During the course of Jesus ministry He fully redefines the meaning of family. In one sense family is the collection of children fathered and mothered by the same people and bound together in a unit living in the same house. An extended family consists of those who come from a common ancestor but don’t necessary abide together. This is the picture the Old Testament gives us of Abraham’s offspring. He only has two, yet they come from different mother’s, Sarah and Hagar; Isaac and Ishmael. Isaac has twins, Jacob and Esau. But Jacob fathers twelve sons; Reuben, Simeon, Levi, Judah, Dan, Naphtali, Gad, Asher, Issachar, Zebulon, Joseph and Benjamin. These twelve became the Patriarchs of the entire Hebrew Nation. They are the “Fathers” of the Old Testament through whom God’s promises to Abraham were to be fulfilled. A tribe, in the Old Testament, appears to be an extended family of which there were 12 corresponding to each of Jacob’s sons. Though they came from different mothers (Leah, Bilhah, Zilpah, and Rachel), they all have Abraham’s blood flowing through their veins.

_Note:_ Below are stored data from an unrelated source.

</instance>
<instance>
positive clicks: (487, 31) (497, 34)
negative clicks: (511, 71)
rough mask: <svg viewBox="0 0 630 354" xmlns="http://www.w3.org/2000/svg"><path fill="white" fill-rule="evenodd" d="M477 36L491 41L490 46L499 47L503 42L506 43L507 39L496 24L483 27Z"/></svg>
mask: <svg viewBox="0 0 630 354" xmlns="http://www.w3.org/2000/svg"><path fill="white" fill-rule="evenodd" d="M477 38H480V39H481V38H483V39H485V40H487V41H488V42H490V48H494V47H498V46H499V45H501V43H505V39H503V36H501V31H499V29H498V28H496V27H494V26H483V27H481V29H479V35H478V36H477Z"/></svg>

When Jesus chooses the twelve apostles it is an obvious reference to the 12 sons of Jacob, the Patriarchal fathers of the Hebrew Nation. They symbolize the twelve tribes. In the face of the unfaithful sons of Jacob, Jesus redefines “faithful Israel” by the selection and appointment of his 12 apostles. It’s no longer the blood of Abraham flowing through the veins that separates children as the family of the faithful; it is the faithful through whom the blood of Abraham now flows. Jesus reversed the process of family identity. I suspect this is what Paul means in Ephesians 3:14-15 when he says, “For this reason I bow my knees before the Father, from whom every family in heaven and on earth is named…” Goddert says, “When Jesus creates family, he gathers believers indirectly related to each other. We are siblings, not by birth and natural relationships, but because we have been adopted by the same loving heavenly Father. All Christian relationships are through Jesus, God’s Son and our leader and brother (Hebrews 2:11). That is what Jesus’ redefinition of family is all about.”

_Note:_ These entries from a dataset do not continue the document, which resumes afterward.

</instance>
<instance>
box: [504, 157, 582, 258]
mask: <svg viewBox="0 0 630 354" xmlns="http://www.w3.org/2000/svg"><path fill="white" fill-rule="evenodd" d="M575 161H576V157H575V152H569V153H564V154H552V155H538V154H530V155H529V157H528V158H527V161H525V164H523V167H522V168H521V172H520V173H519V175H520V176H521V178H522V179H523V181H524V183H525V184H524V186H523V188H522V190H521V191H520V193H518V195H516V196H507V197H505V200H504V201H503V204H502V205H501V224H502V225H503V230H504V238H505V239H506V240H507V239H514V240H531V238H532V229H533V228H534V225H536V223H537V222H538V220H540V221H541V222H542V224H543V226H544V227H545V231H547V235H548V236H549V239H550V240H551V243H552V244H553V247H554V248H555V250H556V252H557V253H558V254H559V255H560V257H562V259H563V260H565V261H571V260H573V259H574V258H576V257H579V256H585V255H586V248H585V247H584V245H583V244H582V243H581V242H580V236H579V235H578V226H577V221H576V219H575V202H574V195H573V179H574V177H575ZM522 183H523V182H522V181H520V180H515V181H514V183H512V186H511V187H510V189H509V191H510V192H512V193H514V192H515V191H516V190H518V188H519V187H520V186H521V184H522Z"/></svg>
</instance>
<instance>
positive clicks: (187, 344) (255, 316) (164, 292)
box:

God’s family of the faithful is no longer centered around the temple. It’s no longer associated with the religious leadership of Israel. It’s not based on ritual, law or tradition. It’s not based on biological connections. Faith is the blood of Abraham! In Galatians 3:6-7, Paul makes this perfectly clear when he writes, “…just as Abraham believed God, and it was counted to him as righteousness… Know then that it is those of faith who are the children of Abraham.”